Personal information
- Born: March 20, 1902 Panguitch, Utah, U.S.
- Died: March 20, 1976 (aged 74) Pebble Beach, California, U.S.
- Listed height: 5 ft 8 in (1.73 m)
- Listed weight: 165 lb (75 kg)

Career information
- College: California

Career history

Playing
- 1926: Los Angeles Buccaneers
- 1927: New York Giants

Coaching
- 1926: Los Angeles Buccaneers

Awards and highlights
- NFL champion (1927); 1st team all-NFL GB Press-Gazette (1926); Third-team All-American (1924); First-team All-PCC (1924); Second-team All-PCC (1925); Coaching record: 6–3–1;
- Coaching profile at Pro Football Reference
- Stats at Pro Football Reference

= Tut Imlay =

American football player and coach (1902–1962)

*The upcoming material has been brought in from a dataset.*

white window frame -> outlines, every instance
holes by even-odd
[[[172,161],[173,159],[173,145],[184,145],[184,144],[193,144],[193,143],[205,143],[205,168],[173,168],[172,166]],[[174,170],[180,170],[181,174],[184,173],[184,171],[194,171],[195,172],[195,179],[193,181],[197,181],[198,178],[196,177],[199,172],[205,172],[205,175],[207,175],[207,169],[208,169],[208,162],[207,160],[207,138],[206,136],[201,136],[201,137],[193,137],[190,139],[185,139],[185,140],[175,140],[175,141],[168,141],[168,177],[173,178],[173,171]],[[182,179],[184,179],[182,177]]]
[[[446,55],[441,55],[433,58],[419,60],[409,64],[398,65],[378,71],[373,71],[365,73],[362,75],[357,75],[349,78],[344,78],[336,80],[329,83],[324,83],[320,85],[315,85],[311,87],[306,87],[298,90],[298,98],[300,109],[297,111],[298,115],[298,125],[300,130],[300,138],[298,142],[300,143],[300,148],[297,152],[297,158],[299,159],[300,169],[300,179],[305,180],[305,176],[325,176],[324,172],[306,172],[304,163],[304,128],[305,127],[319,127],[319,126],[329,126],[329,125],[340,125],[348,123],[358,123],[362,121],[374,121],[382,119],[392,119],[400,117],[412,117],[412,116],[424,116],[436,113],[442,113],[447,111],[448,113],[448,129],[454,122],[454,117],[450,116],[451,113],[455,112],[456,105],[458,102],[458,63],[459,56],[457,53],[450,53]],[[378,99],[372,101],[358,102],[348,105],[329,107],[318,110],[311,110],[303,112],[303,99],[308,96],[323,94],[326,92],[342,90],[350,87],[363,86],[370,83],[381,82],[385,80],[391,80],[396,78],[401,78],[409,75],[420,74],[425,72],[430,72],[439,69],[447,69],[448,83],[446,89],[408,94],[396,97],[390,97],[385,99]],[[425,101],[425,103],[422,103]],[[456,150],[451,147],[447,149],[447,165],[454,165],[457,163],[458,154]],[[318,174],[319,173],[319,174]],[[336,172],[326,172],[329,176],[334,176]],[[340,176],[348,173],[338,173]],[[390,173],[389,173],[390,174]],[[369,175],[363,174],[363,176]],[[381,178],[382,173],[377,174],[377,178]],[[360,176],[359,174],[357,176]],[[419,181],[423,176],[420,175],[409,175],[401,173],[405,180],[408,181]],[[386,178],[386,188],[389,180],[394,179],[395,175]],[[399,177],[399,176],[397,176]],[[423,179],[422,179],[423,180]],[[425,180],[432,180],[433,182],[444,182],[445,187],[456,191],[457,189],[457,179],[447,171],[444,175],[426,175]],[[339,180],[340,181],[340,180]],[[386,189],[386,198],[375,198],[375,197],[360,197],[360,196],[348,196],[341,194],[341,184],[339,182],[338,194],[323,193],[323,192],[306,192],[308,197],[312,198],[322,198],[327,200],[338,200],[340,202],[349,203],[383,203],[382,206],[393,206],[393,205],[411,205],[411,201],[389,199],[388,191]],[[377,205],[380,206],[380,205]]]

Talma W. "Tut" Imlay (March 20, 1902 – March 20, 1976) was an American football player who played two seasons in the National Football League (NFL) in 1926 and in 1927. During those two years, Tut played for the Los Angeles Buccaneers and the New York Giants. In 1927, Tut won an NFL Championship with the Giants. In 1926, Imlay earned 1st Team All-NFL honors by the Green Bay Press-Gazette.

== Early career ==
Imlay attended Salinas High School in 1920 where he played for the school's first football team that played by American rules. In 2013, he was inducted into the Salinas Valley Sports Hall of Fame.

==College football==
Tut played college football at the University of California. In 1925 he was named the captain of the Golden Bears football team. While in college, Imlay once tossed a football to teammate Harold Muller from the top of a 415-foot building in San Francisco. On December 26, 1925, the first touchdown scored in East–West Shrine Game history was a 27-yard pass by Imlay to Brick Muller, which turned out to be the only points scored in the inaugural game, resulting in a 6–0 West victory. It was the only touchdown pass Imlay ever threw in a football game.

==Pro football==
In 1926, the NFL established a traveling team in California, called the Los Angeles Buccaneers. The Bucs played all their games on the road, and ran out of Chicago. Brick Muller and Tut were then named the team's co-head coaches. Muller and Imlay both not only coached the team and also played for the Bucs. L.A. finished the 1926 season with a record of 6–3–1. After the 1926 season, he left Muller and the Bucs and joined the New York Giants. The Buccaneers folded shortly afterwards, while the Giants went on to win the 1927 NFL Championship.